Imaginez que la Chine s’arroge le même droit d’ingérence. Selon la doctrine Poutine – et donc, selon la doctrine Nétanyahou, toute menace réelle ou supposée envers les Chinois ethniques dans la dizaine d’Etats voisins suffirait à justifier une intervention militaire de Pékin. Il n’y a pas et il ne peut y avoir de correspondance absolue entre un Etat-nation moderne et un groupe ethnique. Toute tentative par un Etat-nation d’étendre sa juridiction à ses “compatriotes” ethniques au-delà de ses frontières est un défi lancé au fragile équilibre du système international.

C’est dans ce contexte qu’il faut replacer non seulement la crise actuelle entre la Russie et l’Ukraine, mais aussi et surtout l’exigence formulée par Nétanyahou à l’adresse des Palestiniens pour qu’ils reconnaissent Israël comme foyer national juif. En refusant le 10 mars dernier »>Article original cette exigence, Mahmoud Abbas le président palestinien »>Article original exerce son droit souverain et évite à toute la communauté internationale de devoir avaliser un précédent éminemment dangereux.

Les Nations unies représentent des Etats, pas des groupes ethniques.

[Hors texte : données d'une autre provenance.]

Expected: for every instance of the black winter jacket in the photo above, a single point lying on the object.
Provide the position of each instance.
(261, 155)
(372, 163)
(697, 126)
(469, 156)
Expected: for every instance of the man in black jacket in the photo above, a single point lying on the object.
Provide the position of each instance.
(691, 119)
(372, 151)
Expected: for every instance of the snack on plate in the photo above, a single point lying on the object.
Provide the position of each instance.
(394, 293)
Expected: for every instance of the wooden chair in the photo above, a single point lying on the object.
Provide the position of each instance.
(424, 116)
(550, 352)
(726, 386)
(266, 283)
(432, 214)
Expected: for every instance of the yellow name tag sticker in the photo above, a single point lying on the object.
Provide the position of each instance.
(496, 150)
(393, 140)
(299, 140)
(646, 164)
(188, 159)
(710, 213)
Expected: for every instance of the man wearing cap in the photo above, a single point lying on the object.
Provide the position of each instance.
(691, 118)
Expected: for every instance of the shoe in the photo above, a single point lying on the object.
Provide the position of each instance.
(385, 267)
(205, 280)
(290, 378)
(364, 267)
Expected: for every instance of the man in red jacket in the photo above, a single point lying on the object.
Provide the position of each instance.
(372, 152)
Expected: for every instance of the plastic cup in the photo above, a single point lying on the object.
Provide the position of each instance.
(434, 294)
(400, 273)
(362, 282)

Aucun membre de l’ONU n’a jamais exigé d’être reconnu comme entité nationale et encore moins comme entité ethnique. L’ONU ne fonctionne pas et ne peut fonctionner sur une telle base. L’exigence de Nétanyahou pourrait être l’étincelle qui mettrait le feu aux poudres d’un système international laborieusement mis en place depuis la Seconde Guerre mondiale.

Sa reconnaissance en tant qu’Etat juif donnerait de facto à Israël le droit d’intervenir dans les affaires de tout Etat où il estime que la communauté juive est discriminée. Pas dans le cadre d’un consensus international, mais simplement parce qu’Israël représenterait les Juifs où qu’ils soient. Ce n’est un gage ni de paix ni d’harmonie.